NSA activities, either those overseas which “target” foreigners or those which tamper with encryption or commercial security, arguably fall outside of FISC review because of FISA’s parsed definitions of “electronic surveillance” and may elude Congressional oversight because they are mistakenly considered to impact only foreigners.  Now we know this is a mistake.  The NSA is acquiring information about Americans from overseas collection.  Additionally, American disregard for the privacy of innocent foreigners has a direct impact on American companies, which depend upon global trust to operate.

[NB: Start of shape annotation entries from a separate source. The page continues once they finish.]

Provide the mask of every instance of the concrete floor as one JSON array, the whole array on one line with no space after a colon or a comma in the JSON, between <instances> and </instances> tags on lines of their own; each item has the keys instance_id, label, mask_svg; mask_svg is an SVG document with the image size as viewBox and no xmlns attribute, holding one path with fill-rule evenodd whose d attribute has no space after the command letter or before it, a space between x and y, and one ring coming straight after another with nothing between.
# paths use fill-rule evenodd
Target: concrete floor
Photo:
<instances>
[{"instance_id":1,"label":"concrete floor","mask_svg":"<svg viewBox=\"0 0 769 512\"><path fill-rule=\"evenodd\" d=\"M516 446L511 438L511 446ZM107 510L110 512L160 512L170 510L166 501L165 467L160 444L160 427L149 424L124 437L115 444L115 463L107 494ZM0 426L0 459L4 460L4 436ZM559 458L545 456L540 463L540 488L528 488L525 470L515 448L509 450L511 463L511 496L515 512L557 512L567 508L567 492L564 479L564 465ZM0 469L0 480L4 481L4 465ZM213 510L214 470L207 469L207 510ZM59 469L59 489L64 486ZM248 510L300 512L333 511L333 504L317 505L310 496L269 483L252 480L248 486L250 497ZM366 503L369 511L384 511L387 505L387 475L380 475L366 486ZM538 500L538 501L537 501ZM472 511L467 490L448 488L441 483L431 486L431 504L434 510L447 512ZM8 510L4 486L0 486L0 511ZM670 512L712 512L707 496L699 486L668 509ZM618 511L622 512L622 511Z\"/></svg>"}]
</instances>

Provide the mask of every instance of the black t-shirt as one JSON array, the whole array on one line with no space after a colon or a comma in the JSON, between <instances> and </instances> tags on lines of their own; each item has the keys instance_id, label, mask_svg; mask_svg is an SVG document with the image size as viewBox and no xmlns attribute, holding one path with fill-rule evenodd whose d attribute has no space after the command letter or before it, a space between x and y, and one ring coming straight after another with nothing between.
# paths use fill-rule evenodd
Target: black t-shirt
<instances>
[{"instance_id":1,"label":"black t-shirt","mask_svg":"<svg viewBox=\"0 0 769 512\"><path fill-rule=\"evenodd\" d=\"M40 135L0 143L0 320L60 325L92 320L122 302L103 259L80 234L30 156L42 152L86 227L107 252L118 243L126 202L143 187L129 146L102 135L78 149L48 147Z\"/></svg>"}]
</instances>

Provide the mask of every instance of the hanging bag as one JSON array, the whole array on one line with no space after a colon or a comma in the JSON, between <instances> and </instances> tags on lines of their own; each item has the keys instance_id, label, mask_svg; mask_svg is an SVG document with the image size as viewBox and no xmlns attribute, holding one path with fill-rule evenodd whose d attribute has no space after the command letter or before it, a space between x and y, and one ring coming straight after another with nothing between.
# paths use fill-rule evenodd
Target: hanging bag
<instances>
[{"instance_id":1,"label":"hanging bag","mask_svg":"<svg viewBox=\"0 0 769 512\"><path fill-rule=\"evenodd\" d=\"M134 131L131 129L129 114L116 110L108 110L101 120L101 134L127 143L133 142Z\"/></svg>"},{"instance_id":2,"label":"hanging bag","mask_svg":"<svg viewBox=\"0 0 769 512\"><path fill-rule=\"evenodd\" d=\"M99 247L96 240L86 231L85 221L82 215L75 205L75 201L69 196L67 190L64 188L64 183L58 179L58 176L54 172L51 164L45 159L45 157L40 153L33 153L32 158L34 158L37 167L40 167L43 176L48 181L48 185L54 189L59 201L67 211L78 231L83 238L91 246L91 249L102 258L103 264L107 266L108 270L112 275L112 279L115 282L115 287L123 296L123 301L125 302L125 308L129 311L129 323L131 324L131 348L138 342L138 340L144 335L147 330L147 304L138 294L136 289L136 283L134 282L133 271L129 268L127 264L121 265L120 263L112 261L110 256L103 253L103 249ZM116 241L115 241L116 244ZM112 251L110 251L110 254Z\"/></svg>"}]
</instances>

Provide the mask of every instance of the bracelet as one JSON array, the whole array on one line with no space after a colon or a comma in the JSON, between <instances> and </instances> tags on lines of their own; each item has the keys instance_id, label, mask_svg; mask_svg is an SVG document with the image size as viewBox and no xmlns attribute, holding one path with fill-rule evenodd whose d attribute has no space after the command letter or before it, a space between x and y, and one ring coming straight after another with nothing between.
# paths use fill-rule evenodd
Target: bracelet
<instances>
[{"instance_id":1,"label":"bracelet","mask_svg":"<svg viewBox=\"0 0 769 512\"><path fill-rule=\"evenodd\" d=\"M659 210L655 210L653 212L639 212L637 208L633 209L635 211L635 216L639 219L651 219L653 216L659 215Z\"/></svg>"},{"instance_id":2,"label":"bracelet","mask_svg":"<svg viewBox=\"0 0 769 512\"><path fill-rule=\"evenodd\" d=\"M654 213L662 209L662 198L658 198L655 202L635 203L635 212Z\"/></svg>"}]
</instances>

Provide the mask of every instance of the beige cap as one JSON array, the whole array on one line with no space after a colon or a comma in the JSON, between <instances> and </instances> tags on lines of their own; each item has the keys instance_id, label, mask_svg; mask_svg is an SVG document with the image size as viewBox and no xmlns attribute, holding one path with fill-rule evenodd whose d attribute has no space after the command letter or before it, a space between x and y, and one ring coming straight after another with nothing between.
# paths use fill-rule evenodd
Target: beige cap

Senator Feinstein is right; it’s time for Congress to find out exactly what the NSA is doing under which legal authorities, and why. Given what we now know, its time to rein the NSA’s practices in by expanding the categories of collection, surveillance, and other activities for which the NSA needs to seek judicial and Congressional approval, since E.O. 12333 activities are causing collateral damage to American interests, civil liberties, and human rights. Addressing the problem of NSA surveillance occurring outside of FISA and Congressional oversight will be complicated by arguments that the president would have independent authority under Article II, even if FISA specifies that it is the exclusive means for conducting surveillance.  It’s time to have those arguments.